Em São Luís, o Re(x)istencia Fest lll está marcado para 30 de setembro, no Parque do Rangedor. A festa começa às 13h, e terá como destaque a presença de BNegão, um dos grandes nomes do hip hop nacional. Também se apresentam Banda Lombreta, Rejane Araújo, Raiz Tribal e muito mais, em evento que vai contar ainda com uma feira agroecológica. Saiba mais clicando aqui.

Além dos festivais nas cinco cidades, em várias outras haverá a Virada Cultural Amazônia de Pé https://virada.amazoniadepe.org.br/ conduzida pelo Movimento Amazônia de Pé https://amazoniadepe.org.br/

Outras ações e atividades serão realizadas por organizações socioambientais participantes na mobilização do Setembro AmazônicoConfira aqui.

A agenda do Dia da Amazônia foi definida pelas organizações socioambientais Nossas, labExperimental, Condô, Tendal da Lapa, Namaloca, Orígenas, Movimento Amazônia de Pé, Associação Gira Mundo, Instituto Mapinguari, Utopia Negra, Reocupa, Lab da Cidade e Instituto Clima e Sociedade (iCS), com a participação de outras dezenas de instituições.

História e importância

O dia 5 de setembro foi escolhido para celebrar a região amazônica como homenagem à data em que foi criada a Província do Amazonas, em 1850, por D. Pedro II, nos termos da Lei nº 582, de 5 de setembro de 1850. A província é hoje o atual estado do Amazonas.

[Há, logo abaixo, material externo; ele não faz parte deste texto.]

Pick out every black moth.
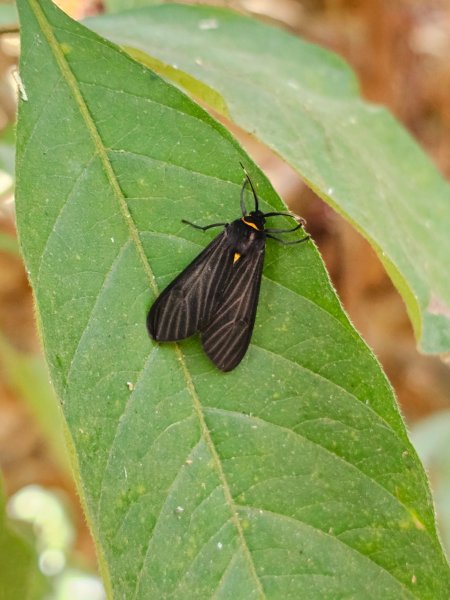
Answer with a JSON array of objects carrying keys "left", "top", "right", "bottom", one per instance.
[{"left": 147, "top": 165, "right": 309, "bottom": 371}]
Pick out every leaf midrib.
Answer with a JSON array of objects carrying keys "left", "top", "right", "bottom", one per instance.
[{"left": 29, "top": 0, "right": 266, "bottom": 598}]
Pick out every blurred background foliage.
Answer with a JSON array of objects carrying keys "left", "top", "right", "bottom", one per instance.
[{"left": 0, "top": 0, "right": 450, "bottom": 600}]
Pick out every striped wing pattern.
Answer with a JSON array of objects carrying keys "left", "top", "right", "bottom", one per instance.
[
  {"left": 147, "top": 231, "right": 233, "bottom": 342},
  {"left": 201, "top": 239, "right": 265, "bottom": 371}
]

O bioma inclui a maior floresta tropical do planeta, uma das maiores riquezas da humanidade. Possui 4,196.943 milhões de km2 de floresta e abrange nove países (Bolívia, Brasil, Colômbia, Equador, Guiana Francesa, Paraguai, Peru, Suriname e Venezuela), apresenta 26% da sua área protegida em território brasileiro.

A  Amazônia tem um papel fundamental no equilíbrio ambiental da Terra e uma influência direta sobre o regime de chuvas de toda a América Latina. A vegetação da Amazônia pode ajudar na diminuição do dióxido de carbono da atmosfera, uma vez que age absorvendo carbono. Outro ponto importante é que a destruição da floresta e a queima de biomassa estão relacionadas com a liberação de uma grande quantidade de dióxido de carbono. Sendo assim, o desmatamento da Amazônia pode influenciar as mudanças climáticas mundiais.

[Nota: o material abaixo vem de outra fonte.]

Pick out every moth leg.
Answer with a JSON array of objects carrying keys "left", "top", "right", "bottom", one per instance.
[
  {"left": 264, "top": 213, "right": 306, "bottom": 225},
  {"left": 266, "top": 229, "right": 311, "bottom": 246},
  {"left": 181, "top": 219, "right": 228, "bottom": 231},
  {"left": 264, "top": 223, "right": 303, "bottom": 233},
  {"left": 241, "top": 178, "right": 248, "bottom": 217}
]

É também uma importante fonte de biodiversidade, sendo estimada a existência de cerca de 40 mil espécies de plantas diferentes, 400 mamíferos e 1300 aves. Nos rios amazônicos, que constituem a maior bacia hidrográfica do planeta, pode-se encontrar cerca de três mil espécies de peixes. Vale destacar também que a Amazônia abriga várias comunidades tradicionais que dependem diretamente da floresta para o seu sustento.

A Amazônia corresponde a 49,29% do território brasileiro e o rio Amazonas lança ao mar aproximadamente 175 milhões de litros de água por segundo. A Amazônia é o lar de inúmeras espécies de animais e vegetais, sendo essas matérias-primas muito importantes, por exemplo, para a fabricação de medicamentos. Segundo o Instituto Sociedade, População e Natureza (ISPN), na Amazônia são encontrados cerca de 30 milhões de espécies animais. O boto-cor-de-rosa, o peixe-boi-da-amazônia, a lontra neotropical, o sauim-de-coleira e a onça-pintada são alguns dos animais que podem ser encontrados em seu território.